To demonstrate the use of invariants, I have refactored the above concatenation code using an external class called StringManipulation. This class that has two public variables and one Concatenate method.


   1: using System;
   2: using System.Collections.Generic;
   3: using System.Linq;
   4: using System.Text;
   5: using System.Diagnostics.Contracts;
   6:  
   7: namespace CodeContractsSample
   8: {
   9:     
  10:     class StringManipulation
  11:     {
  12:         public string leadingString = "12345678";
  13:         public string trailingString = "87654321";
  14:  
  15:         [ContractInvariantMethod]
  16:         protected void ObjectInvariant()
  17:         {
  18:             Contract.Invariant(this.leadingString.Length>5);
  19:             Contract.Invariant(this.trailingString.Length>5);
  20:  
  21:         }
  22:         
  23:         public string Concatenate()
  24:         {
  25:             return String.Concat(leadingString, trailingString);
  26:         }
  27:  
  28:     }
  29: }


As you can see, I have also added the CodeInvariant method to check if both the strings are at least 5 characters in length. This means that I will have to initialize the string to pass that condition. Otherwise the object does not get created.

The other consideration you will have to keep in mind when using object invariants are that the invariant checks are only done when a method call is made. In essence, invariants will not work for DTO or DataContracts. The workaround is to use Contract.Requires on the property.

Legacy If..Else Blocks

While Code Contracts are a new .NET 4.0 feature, there exists a lot of legacy code using If…Else… that does similar validations. If you want the .NET framework to treat them as contracts, you can use the EndContractBlock provided the If…Else… are the first set of statements in a method. when you use EndContractBlock, all the If..Else.. conditions are assumed as preconditions.

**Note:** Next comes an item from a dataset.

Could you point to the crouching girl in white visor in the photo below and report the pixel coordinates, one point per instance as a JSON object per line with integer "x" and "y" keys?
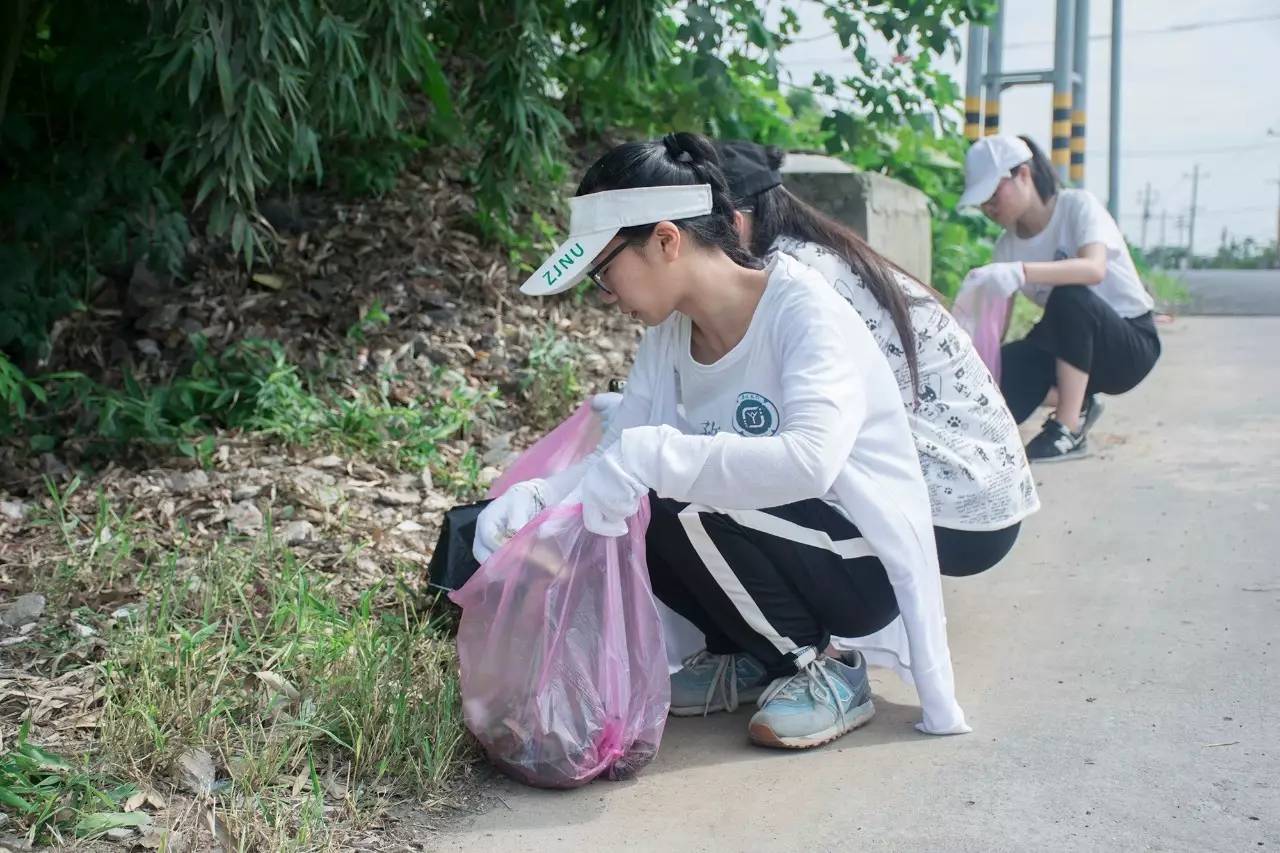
{"x": 766, "y": 427}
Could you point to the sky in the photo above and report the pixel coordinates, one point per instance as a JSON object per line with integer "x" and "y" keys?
{"x": 1192, "y": 94}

Code Contract Usage Considerations

Code Contracts give dev leads and architects a plethora of options to do validations. But, as with anything else, there are certain decision points that need to be taken care of.


  • Decide very early in the project how you are going to use Code Contracts. Though static checking is very powerful, it also puts a lot of drab in your build process. Make sure you are turning static checking on only when you need it.

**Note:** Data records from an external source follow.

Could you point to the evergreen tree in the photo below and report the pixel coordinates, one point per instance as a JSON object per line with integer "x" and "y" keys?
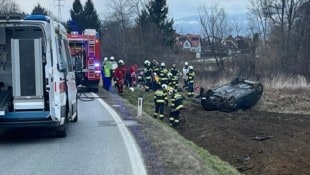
{"x": 39, "y": 10}
{"x": 157, "y": 11}
{"x": 91, "y": 17}
{"x": 77, "y": 18}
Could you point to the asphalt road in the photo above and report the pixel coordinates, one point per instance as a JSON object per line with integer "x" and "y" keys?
{"x": 99, "y": 143}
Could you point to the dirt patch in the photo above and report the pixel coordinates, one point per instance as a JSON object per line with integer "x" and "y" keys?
{"x": 256, "y": 142}
{"x": 163, "y": 150}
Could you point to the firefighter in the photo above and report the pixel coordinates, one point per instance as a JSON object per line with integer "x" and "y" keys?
{"x": 190, "y": 81}
{"x": 163, "y": 74}
{"x": 119, "y": 76}
{"x": 175, "y": 76}
{"x": 102, "y": 70}
{"x": 147, "y": 75}
{"x": 108, "y": 73}
{"x": 184, "y": 72}
{"x": 160, "y": 99}
{"x": 176, "y": 107}
{"x": 155, "y": 73}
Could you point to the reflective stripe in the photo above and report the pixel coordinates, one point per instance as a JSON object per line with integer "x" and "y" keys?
{"x": 179, "y": 107}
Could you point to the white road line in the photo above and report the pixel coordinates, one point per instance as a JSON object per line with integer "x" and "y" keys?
{"x": 136, "y": 161}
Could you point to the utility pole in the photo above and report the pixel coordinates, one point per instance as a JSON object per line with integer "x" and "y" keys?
{"x": 59, "y": 5}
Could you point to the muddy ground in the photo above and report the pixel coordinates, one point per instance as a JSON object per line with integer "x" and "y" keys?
{"x": 256, "y": 142}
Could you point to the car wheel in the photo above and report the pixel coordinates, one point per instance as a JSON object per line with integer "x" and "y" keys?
{"x": 259, "y": 88}
{"x": 231, "y": 103}
{"x": 61, "y": 131}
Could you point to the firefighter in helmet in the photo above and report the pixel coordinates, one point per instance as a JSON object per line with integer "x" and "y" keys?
{"x": 190, "y": 81}
{"x": 147, "y": 75}
{"x": 184, "y": 72}
{"x": 175, "y": 76}
{"x": 176, "y": 107}
{"x": 163, "y": 74}
{"x": 119, "y": 76}
{"x": 160, "y": 99}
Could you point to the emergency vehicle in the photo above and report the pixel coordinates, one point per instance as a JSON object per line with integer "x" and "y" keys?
{"x": 37, "y": 81}
{"x": 85, "y": 51}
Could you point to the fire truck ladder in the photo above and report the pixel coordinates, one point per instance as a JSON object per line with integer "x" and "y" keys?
{"x": 91, "y": 56}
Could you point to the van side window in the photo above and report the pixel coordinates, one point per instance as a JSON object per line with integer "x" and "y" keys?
{"x": 61, "y": 61}
{"x": 68, "y": 56}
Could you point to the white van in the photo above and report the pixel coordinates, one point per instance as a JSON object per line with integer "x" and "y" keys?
{"x": 37, "y": 81}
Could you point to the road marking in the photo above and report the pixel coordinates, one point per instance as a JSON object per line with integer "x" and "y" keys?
{"x": 131, "y": 146}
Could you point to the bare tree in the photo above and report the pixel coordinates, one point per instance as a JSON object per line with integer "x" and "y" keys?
{"x": 214, "y": 25}
{"x": 9, "y": 6}
{"x": 261, "y": 12}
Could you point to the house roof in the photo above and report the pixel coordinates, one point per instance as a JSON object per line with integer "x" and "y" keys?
{"x": 193, "y": 39}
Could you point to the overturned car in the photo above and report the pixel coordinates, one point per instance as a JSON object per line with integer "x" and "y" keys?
{"x": 238, "y": 94}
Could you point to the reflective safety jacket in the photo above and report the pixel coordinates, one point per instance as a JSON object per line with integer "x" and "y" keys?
{"x": 174, "y": 71}
{"x": 147, "y": 73}
{"x": 176, "y": 102}
{"x": 163, "y": 76}
{"x": 190, "y": 76}
{"x": 160, "y": 97}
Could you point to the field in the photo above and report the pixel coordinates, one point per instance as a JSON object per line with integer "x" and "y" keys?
{"x": 270, "y": 138}
{"x": 255, "y": 142}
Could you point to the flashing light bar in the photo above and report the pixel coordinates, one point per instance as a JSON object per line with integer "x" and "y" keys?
{"x": 38, "y": 17}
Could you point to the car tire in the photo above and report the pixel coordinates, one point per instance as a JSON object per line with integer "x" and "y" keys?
{"x": 259, "y": 88}
{"x": 61, "y": 131}
{"x": 231, "y": 103}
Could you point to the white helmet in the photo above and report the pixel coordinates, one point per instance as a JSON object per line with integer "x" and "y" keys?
{"x": 147, "y": 62}
{"x": 164, "y": 86}
{"x": 120, "y": 62}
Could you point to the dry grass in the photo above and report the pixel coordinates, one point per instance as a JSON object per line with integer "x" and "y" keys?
{"x": 282, "y": 94}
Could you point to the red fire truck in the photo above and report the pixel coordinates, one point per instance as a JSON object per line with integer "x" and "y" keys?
{"x": 85, "y": 52}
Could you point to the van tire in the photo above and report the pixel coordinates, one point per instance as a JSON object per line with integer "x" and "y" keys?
{"x": 61, "y": 132}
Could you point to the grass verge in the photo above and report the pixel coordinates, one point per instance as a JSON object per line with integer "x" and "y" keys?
{"x": 212, "y": 164}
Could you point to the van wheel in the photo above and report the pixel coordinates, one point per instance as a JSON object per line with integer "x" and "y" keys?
{"x": 77, "y": 114}
{"x": 76, "y": 117}
{"x": 61, "y": 131}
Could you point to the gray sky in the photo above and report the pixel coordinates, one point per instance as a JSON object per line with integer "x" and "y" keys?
{"x": 177, "y": 8}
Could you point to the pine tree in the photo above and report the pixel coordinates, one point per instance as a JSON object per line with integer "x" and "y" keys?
{"x": 91, "y": 17}
{"x": 39, "y": 10}
{"x": 157, "y": 11}
{"x": 77, "y": 19}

  • You could also do runtime checking only on debug builds. This works very well for TDD projects

  • Be wary of turning on runtime checking on production builds. Remember, .NET 4.0 is still in its beta.

  • Code Contracts are very extensive. Make sure you understand all the features offered before picking on the best way to do your validations or checks.

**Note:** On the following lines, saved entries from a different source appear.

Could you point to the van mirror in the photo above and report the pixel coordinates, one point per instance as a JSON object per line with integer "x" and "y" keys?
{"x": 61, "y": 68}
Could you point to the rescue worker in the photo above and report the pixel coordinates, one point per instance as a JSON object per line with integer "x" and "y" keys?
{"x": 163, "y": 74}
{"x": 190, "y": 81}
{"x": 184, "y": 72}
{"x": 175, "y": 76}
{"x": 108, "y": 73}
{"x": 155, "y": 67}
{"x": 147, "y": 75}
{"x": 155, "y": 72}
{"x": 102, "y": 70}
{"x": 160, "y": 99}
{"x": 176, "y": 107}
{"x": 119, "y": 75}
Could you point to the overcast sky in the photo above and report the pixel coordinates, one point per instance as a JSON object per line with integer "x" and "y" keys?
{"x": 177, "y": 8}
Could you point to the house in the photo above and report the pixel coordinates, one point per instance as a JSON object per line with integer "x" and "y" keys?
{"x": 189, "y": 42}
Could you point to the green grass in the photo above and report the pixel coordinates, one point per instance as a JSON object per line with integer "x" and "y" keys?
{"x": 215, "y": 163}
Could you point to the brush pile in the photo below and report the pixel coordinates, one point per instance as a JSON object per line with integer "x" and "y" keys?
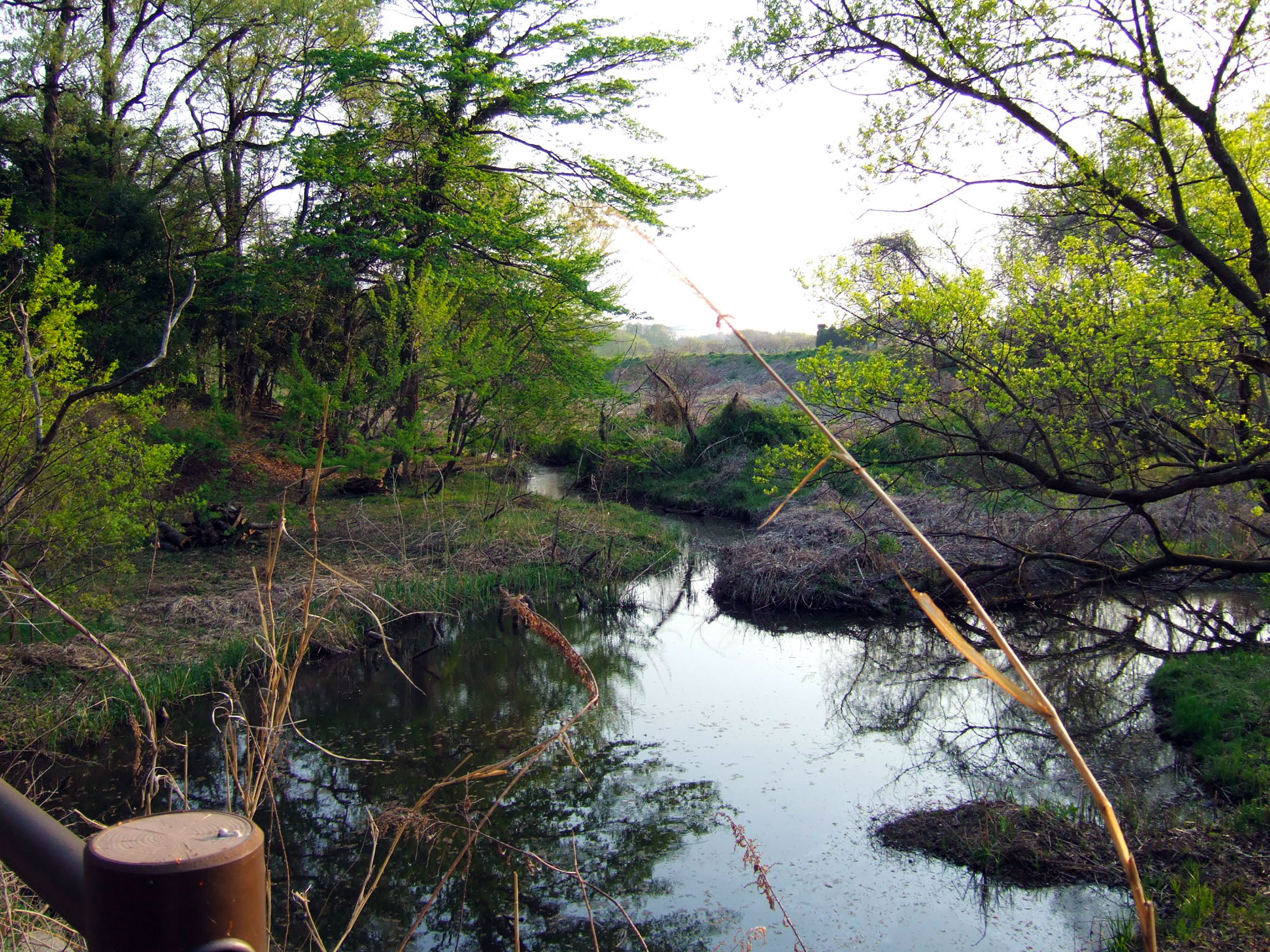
{"x": 848, "y": 555}
{"x": 228, "y": 526}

  • When you are using both preconditions and postconditions in the same method, there is a specific order which is recommended. The order according to the Code Contract documentation is as follows

    • Legacy if…Then…Else blocks

    • Contract.Requires to check public preconditions

    • Contract.Ensures to check public postconditions

    • Contract.EnsuresOnThrow to check public exceptional conditions

    • Contract.Ensures to check all private postconditions

    • Contract.EnsuresOnThrow to check all private postconditions before finishing off with the EndContractBlock

  • You can use Contracts with pre .NET 4.0 versions by referencing the Microsoft.Contracts library. In .NET 4.0 Code Contracts have been integrated into the mscorlib.dll

  • One of the recommended ways of using Code Contracts is to have a separate config file for contracts.

  • The contracts build output can be shipped along with your build so that other developers\administrators can make use of it. Make sure you understand the different build options.

That concludes my two part post on Code Contracts and their usage. The posts try to give you a peek are by no means exhaustive on the features that Code Contracts offer. For complete understanding, I would recommend you download the manual from DevLabs and give it at least a quick skim through. Happy Coding!!!!